The DoJ, however, admitted also that if the consent decrees "remain vital to an industry that has grown up in reliance on them,” they are "inherently limited in scope, and a more comprehensive legislative solution may be possible and preferable.” The DoJ recognises "the incongruity in the oversight over the licensing of performance rights and other copyrights in compositions and sound recordings and believes that the protections provided by the consent decrees could be addressed through a legislative solution that brings performance rights licensing under a similar regulatory umbrella as other rights. The [antitrust] Division encourages the development of a comprehensive legislative solution that ensures a competitive marketplace and obviates the need for continued Division oversight of the PROs."

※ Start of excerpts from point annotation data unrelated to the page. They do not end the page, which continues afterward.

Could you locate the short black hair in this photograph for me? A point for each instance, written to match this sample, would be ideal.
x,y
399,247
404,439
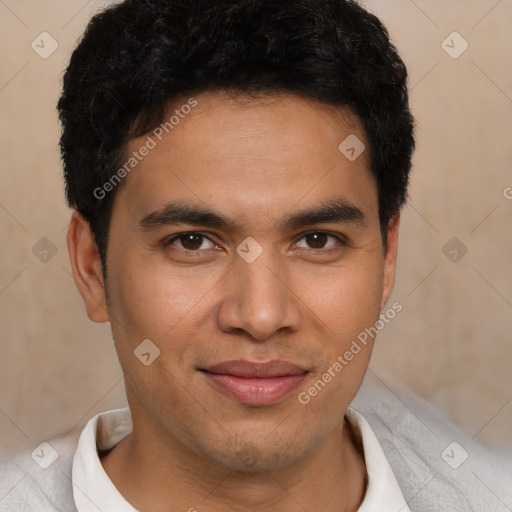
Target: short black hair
x,y
137,56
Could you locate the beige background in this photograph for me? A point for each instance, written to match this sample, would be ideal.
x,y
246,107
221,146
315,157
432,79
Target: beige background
x,y
451,342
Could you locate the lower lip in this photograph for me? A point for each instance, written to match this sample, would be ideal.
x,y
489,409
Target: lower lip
x,y
255,391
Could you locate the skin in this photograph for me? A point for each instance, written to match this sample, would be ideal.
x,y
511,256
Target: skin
x,y
304,300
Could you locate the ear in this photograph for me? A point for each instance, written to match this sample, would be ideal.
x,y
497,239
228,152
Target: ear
x,y
86,267
390,259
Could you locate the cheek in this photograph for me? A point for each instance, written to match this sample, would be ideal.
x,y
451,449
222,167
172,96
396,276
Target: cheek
x,y
345,299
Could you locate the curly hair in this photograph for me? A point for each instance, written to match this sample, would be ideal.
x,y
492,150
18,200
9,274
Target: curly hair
x,y
137,56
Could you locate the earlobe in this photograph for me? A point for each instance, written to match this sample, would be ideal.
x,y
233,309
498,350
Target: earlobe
x,y
390,259
86,268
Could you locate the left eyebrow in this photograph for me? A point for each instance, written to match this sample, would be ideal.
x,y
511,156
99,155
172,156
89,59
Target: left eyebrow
x,y
337,210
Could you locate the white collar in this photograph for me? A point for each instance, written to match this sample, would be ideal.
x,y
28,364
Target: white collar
x,y
93,490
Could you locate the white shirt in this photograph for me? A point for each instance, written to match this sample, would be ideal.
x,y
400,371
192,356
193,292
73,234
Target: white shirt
x,y
93,491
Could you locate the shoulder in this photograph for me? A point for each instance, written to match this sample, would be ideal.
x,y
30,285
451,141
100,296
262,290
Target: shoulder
x,y
39,478
437,466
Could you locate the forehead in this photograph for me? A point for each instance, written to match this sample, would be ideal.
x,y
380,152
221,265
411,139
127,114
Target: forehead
x,y
250,154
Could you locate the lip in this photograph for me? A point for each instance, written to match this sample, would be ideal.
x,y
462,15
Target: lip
x,y
254,383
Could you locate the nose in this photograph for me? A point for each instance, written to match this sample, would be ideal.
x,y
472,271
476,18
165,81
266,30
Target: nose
x,y
259,299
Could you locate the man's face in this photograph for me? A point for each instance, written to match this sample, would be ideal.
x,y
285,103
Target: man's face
x,y
317,284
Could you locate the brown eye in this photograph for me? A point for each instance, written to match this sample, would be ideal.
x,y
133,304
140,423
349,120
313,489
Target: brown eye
x,y
191,241
318,240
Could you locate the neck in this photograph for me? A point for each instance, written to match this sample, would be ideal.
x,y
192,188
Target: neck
x,y
150,477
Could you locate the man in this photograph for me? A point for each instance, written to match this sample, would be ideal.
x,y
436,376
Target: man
x,y
236,170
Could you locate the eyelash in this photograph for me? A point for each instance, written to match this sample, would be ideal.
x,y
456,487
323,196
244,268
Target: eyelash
x,y
340,238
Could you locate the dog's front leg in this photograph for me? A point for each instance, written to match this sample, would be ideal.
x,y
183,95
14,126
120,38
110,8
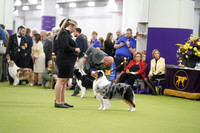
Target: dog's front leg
x,y
16,81
83,92
99,98
106,103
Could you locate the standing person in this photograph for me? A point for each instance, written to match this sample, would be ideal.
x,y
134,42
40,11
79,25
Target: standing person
x,y
157,70
109,45
94,41
38,58
125,47
82,45
65,60
101,40
34,30
4,40
46,76
28,63
47,46
134,70
16,48
118,34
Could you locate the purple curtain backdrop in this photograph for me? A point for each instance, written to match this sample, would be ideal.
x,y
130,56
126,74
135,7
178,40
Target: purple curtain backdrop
x,y
48,22
164,39
10,32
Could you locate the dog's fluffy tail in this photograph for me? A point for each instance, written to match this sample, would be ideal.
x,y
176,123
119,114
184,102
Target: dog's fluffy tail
x,y
129,96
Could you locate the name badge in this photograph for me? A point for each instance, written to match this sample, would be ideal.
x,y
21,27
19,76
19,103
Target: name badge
x,y
25,45
107,72
37,51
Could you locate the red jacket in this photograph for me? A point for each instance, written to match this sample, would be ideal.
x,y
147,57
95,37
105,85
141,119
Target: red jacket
x,y
142,66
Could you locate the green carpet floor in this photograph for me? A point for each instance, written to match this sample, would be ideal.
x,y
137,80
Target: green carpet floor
x,y
25,109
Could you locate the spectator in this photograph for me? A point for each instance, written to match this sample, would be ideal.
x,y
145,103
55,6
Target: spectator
x,y
46,76
109,45
28,63
53,34
38,58
94,41
97,59
16,48
84,36
125,47
134,70
101,40
4,40
65,60
34,30
119,35
157,70
81,43
47,46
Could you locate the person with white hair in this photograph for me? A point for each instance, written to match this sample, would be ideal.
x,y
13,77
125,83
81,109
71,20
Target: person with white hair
x,y
47,46
46,76
54,32
34,30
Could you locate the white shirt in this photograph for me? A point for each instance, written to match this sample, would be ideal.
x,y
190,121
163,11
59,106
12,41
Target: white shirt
x,y
18,41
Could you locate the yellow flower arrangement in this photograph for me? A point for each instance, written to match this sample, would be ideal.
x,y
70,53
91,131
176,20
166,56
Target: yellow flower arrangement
x,y
190,51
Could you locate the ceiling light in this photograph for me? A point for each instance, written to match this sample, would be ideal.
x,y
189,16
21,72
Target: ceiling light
x,y
39,7
56,6
25,8
91,3
17,3
33,1
72,4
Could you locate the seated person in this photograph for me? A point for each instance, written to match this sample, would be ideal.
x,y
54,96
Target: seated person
x,y
157,70
46,76
134,70
96,59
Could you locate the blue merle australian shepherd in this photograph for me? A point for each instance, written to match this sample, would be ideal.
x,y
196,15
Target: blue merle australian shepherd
x,y
84,81
105,90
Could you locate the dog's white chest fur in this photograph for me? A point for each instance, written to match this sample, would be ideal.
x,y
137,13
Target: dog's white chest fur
x,y
13,71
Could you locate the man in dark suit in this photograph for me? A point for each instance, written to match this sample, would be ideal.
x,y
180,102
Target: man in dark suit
x,y
47,46
81,43
17,48
28,61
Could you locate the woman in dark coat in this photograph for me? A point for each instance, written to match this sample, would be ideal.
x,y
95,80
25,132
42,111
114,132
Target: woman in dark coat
x,y
109,45
134,70
65,60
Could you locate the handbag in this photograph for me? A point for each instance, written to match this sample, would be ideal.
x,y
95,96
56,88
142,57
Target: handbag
x,y
2,49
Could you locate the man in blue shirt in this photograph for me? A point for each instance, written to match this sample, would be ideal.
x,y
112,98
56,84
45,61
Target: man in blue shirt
x,y
28,63
2,37
94,41
81,43
125,47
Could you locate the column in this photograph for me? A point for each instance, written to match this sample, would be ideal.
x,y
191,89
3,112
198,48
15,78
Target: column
x,y
170,22
130,15
48,14
6,14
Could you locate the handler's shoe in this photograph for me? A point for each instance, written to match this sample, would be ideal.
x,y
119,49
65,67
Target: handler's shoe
x,y
66,104
76,92
60,106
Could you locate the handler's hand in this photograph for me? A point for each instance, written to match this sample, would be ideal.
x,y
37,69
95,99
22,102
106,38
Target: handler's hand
x,y
150,75
84,60
77,50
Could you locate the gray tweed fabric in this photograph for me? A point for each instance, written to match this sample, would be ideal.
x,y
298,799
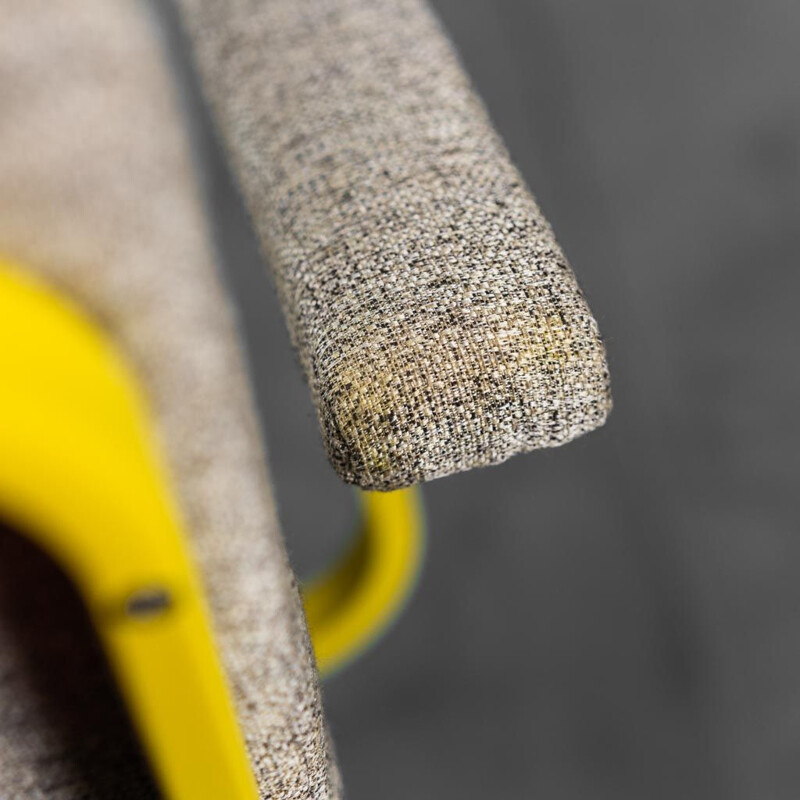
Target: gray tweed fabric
x,y
438,322
97,197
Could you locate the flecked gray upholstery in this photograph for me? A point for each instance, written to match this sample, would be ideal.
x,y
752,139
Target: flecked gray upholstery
x,y
438,322
98,198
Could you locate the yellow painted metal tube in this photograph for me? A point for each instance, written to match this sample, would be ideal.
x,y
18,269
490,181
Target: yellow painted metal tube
x,y
348,608
81,475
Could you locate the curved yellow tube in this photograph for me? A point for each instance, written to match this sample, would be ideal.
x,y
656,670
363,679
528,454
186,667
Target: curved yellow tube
x,y
80,474
348,608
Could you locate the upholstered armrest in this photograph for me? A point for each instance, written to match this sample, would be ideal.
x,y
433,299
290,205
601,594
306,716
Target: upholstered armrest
x,y
437,320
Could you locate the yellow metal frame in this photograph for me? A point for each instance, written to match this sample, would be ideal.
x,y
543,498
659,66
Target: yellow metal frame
x,y
349,608
81,475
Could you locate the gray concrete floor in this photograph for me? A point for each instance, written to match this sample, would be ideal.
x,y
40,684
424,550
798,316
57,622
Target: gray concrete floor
x,y
619,618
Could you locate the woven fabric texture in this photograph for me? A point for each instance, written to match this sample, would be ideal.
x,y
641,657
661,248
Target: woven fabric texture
x,y
97,197
438,322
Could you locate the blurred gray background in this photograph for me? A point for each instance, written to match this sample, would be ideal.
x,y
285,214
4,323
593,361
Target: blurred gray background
x,y
619,618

This could open the door to a legislative overhaul of the copyright legislation applicable to PROs and publishers, and if Congress follows suit, it could be part of the package the the House of Representatives’ Committee on the Judiciary could propose in the coming months.
Reacting to the decision, David Israelite, President & CEO of the National Music Publishers’ Association NMPA said in a statement that the DoJ "has dealt a massive blow to America's songwriters.” He added, "After a two year review of the consent decrees that govern ASCAP and BMI, career lawyers who were never elected nor confirmed to their positions, led by a lawyer who previously represented Google, determined that songwriters should have even fewer rights, less control over their intellectual property and be treated more unfairly than they already are. The Department ignored the voices of copyright experts, members of Congress and thousands of songwriters and delivered a huge gift to tech companies who already benefit from egregiously low rates.”

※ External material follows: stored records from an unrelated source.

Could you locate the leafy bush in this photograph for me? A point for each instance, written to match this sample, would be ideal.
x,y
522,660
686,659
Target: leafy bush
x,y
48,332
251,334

On the issue of “full-work licensing” that the DoJ is pushing for, Israelite said that the decision is "both unprecedented and disastrous to the songwriting community. The decision represents a misunderstanding of copyright law and directly violates the legal guidance given by the Register of Copyright. The defiance displayed by these career antitrust lawyers in ignoring the legal opinion of the Register of Copyright is shocking.”
Moving forward, Israelite believes that the decision could be reversed through "the legal process, conversations with those in Congress who understand copyright law, and ultimately the voices of those most affected, the creators themselves, we can find a path forward.”

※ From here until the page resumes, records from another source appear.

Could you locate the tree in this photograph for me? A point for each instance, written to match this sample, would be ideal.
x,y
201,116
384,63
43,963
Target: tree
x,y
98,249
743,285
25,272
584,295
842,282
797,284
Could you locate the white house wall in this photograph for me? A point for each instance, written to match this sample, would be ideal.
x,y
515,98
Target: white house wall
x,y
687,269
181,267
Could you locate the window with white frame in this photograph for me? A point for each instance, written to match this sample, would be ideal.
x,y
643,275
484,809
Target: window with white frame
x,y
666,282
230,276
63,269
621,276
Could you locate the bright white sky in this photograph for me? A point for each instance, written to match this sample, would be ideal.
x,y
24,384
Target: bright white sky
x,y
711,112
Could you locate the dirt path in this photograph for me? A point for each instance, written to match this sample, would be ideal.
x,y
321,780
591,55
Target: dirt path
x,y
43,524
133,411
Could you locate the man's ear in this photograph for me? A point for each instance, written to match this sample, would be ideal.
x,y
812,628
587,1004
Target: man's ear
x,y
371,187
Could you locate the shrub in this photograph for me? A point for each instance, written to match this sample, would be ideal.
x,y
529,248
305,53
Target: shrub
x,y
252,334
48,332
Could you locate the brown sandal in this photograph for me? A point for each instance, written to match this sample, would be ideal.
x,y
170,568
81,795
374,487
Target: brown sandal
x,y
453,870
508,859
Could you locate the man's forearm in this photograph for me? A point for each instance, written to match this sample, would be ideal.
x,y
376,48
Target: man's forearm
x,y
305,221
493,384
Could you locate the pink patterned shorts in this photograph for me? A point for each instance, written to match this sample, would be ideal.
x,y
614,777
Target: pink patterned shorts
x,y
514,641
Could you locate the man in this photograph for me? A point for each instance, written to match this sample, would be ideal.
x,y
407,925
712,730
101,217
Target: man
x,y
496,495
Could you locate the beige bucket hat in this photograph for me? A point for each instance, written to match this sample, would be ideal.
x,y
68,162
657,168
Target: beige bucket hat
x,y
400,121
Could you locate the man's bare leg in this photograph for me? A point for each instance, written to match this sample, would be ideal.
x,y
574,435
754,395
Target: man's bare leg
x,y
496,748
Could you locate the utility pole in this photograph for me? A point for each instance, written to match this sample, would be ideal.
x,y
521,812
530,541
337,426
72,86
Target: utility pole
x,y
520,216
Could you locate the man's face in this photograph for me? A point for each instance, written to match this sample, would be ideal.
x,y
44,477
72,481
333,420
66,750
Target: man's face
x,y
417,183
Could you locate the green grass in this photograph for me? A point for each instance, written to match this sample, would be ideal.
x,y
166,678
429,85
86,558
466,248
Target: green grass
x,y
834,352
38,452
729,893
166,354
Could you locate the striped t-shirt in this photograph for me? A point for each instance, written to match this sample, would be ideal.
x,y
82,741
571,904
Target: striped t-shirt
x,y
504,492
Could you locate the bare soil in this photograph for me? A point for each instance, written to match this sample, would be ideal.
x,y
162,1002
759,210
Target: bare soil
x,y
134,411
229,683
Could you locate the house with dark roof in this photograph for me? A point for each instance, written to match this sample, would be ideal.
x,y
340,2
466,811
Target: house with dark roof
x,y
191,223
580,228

Martin Bandier, Chairman and CEO of Sony/ATV Music Publishing, said in a statement that he was "extremely disappointed by the DOJ’s decision to issue a misguided and unprecedented interpretation of the consent decrees that is contrary to how they have worked and how the business has operated over many decades.” For Bandier, the DoJ’s decision on 100% licensing “not only does it contradict the views of the US Copyright Office and the entire music industry, but it will bring significant uncertainty and disorder to a marketplace that has worked well for years, while leaving everybody in the licensing process, including songwriters, to try to figure out how 100% licensing might work. Instead of modernising the consent decrees, this decision has created a host of problems that will now have to be addressed by the courts and must be addressed by Congress as well.”